Mais il s’agit d’avoir un sens des priorités. La construction et le réglage de machines, tout cela est instructif et puissant mais chronophage, autant d’investissements qui ne sont pas amortis rapidement. Dans un premier temps je serai content d’exploiter correctement ma machine :
-bien calibrer ma découpeuse plasma, selon différentes vitesses de coupe, taille de buse de torches, matériaux et intensité.
-poser le portique de l’axe »X » sur ses des deux côtés, jusque là il est en porte-à-faux, porté sur une seule extrémité par une navette « Y » sur un rail de guidage. Ce porte-à faux est problématique dès que la navette X s’éloigne de son origine et du rail de guidage déjà installé. Mon 4ème axe, l’axe rotatif, pour découpe de tubes et profilés, est proche du rail Y et donc de l’origine de X, donc pas de problème pour lui. Par contre la découpe de tôle est précaire pour le moment, même avec un « Torch Height Controler(THC), je parie, qui est encore à installer. Il s’agit donc d’installer un deuxième rail de guidage » Y’ « à l’autre extrémité du portique, de bien calibrer son parallélisme au premier rail Y, et bien calibrer son interrupteur de fin de course afin que les moteurs en miroirs assurent une bonne perpendicularité entre le portique qui sert de rail à l’axe X et ses deux supports servant de rail à l’axe Y .
-un système de levage pour suspendre la machine et la ranger en hauteur. Elle mesure plus de deux mètres par un, bientôt un peu plus avec le 2nd rail Y, autant dire que ça occupe de la place dans l’atelier, même quand je ne m’en sert pas.

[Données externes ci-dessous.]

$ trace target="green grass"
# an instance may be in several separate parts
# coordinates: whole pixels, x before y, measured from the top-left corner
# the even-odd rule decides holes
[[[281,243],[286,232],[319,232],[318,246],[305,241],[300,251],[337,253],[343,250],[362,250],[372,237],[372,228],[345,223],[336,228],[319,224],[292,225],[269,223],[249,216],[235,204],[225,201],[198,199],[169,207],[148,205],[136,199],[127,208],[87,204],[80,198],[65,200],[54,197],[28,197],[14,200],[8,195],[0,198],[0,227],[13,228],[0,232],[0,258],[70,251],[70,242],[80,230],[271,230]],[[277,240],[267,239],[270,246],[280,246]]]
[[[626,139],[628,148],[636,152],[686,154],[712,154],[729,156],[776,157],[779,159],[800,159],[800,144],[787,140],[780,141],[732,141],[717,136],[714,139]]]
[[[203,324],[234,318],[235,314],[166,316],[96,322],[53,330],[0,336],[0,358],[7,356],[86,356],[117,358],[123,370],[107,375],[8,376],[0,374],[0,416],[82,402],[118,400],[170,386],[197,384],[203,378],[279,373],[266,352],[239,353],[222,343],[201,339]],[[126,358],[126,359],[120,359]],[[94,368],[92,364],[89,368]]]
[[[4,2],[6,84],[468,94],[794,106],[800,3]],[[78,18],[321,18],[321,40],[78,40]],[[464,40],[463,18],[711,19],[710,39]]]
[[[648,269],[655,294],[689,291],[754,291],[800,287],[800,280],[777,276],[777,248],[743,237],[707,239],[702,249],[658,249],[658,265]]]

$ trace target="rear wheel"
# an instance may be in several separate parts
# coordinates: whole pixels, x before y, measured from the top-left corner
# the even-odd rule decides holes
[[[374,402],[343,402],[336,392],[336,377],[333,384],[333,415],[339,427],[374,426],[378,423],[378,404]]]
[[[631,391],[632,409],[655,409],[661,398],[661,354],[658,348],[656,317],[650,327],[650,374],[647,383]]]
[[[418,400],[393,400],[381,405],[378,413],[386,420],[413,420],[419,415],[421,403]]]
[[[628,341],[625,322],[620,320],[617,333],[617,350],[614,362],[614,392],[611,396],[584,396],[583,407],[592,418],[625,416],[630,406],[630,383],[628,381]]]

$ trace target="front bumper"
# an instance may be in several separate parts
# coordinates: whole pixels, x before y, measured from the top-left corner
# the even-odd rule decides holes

-carters de protection des pièces imprimées contre la chaleur
-un système de support des tubes plus efficaces. Le mandrin du 4ème axe, l’axe « A », ne tient qu’une extrémité du tube à découper. Pour éviter le porte-à faux, la flexion du tube sous son propre poids, des roulements servant de support sont installés sur un « sabot » en plastic. Ce système est positionnée et déplaçables le long d’un rail installée sous le tube à découper. Les tubes ronds peuvent rouler directement sur les roulements, mais il faut que ces supports maintiennent le tube à découper dans l’axe A, autrement dit parallèle à l’axe Y. Pour différents diamètres, il faut donc ajuster la hauteur de des roulements. Et pour les profilés non ronds, les roulements maintiennent des pièces imprimés, des « disques » intermédiaires de supports. Elles sont circulaires sur leur rebord extérieure, et ont en leur centre un trou de la dimension du profilé souhaité, pour pénétrer les dits profils dans la pièce imprimés avec aucun jeu. Ce sont autant de pièces différentes à imprimer, et parfois un nécessaire ajustement de la hauteur des roulements qui les soutiennent, rien de très efficace donc. Outre la fusibilité des pièces imprimées si elles prennent trop de chaleur, ce système ne permet pas de changer rapidement de type de profilé à découper et limite la taille des profilés en entrant en collision potentielle avec la torche ou le porte-torche. Je ne vois pas de solutions miracle pour ce problème, seulement plusieurs ajustements, des entretoises et hauteur de roulements bien identifiées, et macros anti-collisions.